Functional Transformations in the Sperm Glycome
- Author(s): Reynoso, Hector;
- Advisor(s): Gagneux, Pascal;
- et al.
Spermatozoa, or sperm for short, are the male gametes which must successfully navigate the female reproductive tract and fertilize an oocyte in natural conception. Sperm face a number of challenges in the completion of this task. This dissertation addresses two of these challenges, one immunological and one functional. First, the immunological challenge involves the fact that sperm must survive in a non-self body. The female immune system closely regulates the environment of the female reproductive tract to protect against potentially pathogenic non-self organisms while tolerating symbiotic microbes. The endometrium initiates the leukocytic reaction in response to insemination, triggering a migration of various leukocytes to destroy threatening foreign cells. A successful sperm must evade destruction by these leukocytes. In chapter 2, I show that a subset of infertile human males exhibit a non-human cell-surface molecule, N-glycolylneuraminic acid (Neu5Gc), that is targeted by circulating antibodies within the female reproductive tract.

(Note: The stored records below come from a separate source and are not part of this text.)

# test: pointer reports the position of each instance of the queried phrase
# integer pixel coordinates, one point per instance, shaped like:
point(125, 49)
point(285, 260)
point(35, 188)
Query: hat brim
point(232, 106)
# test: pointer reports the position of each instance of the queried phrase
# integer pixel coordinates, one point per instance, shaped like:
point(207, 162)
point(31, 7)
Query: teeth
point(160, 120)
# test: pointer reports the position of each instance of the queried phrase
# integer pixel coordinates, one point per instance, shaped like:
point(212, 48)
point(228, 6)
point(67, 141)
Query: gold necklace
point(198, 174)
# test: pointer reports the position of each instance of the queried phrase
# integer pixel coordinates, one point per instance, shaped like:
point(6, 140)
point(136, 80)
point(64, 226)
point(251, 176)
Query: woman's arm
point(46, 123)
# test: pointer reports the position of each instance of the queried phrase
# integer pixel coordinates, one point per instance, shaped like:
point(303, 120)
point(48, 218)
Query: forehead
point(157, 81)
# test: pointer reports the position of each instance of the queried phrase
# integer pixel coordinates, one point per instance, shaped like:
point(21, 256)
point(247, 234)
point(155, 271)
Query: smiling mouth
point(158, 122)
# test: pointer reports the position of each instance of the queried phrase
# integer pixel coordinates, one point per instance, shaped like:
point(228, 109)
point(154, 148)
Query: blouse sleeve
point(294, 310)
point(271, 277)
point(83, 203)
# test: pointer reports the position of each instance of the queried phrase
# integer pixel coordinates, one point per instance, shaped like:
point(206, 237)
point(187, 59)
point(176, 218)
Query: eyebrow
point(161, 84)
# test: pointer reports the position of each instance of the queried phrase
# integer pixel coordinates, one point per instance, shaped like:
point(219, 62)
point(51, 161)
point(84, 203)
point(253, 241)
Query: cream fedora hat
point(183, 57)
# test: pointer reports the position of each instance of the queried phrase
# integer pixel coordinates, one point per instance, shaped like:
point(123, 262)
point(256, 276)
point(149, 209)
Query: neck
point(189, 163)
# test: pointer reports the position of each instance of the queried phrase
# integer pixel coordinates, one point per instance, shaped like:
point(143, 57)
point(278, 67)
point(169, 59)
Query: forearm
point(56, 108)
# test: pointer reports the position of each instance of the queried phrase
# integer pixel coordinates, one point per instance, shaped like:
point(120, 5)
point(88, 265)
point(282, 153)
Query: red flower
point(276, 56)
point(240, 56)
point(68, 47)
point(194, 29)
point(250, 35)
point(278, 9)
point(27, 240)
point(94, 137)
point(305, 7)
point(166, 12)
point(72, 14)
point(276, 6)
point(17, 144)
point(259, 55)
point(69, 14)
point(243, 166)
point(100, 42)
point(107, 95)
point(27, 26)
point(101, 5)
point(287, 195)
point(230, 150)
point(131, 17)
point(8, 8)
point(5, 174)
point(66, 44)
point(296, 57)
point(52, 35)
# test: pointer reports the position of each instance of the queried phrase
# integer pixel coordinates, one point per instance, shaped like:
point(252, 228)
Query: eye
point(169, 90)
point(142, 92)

The second major challenge concerns the cellular functioning of the sperm. Sperm undergo a series of changes, collectively called capacitation, upon exposure to the female reproductive tract. The functional challenge is highlighted by the fact that a sperm cell must perform its various functions in the absence of gene expression and translation. Compared to somatic cells, the DNA in the mature sperm head is tightly packaged and inaccessible. Furthermore, sperm are virtually absent of ribosomes and thus are unable to mediate translation. Thus, sperm must survive and achieve fertilization using only post-translational modifications (PTMs). The PTMs examined in this dissertation include changes in the glycocalyx, phosphorylation of peptide residues, and a specific type of intracellular glycosylation of serine/threonine residues called O-GlcNAcylation. In chapter 3, I provide evidence that endogenous sialidases begin cleaving sialic acids from the sperm glycocalyx immediately upon exposure to capacitating conditions. Surprisingly, the lesser-sialylated capacitated sperm do not increase immune cell
activation in vitro. In chapter 4 I focus on O-GlcNAcylation, a lesser studied and often entirely overlooked PTM implicated in various cell processes that may compete with phosphorylating enzymes for certain peptide residues. Our data suggest that sperm exhibit capacitation-induced changes in O-GlcNAcylation.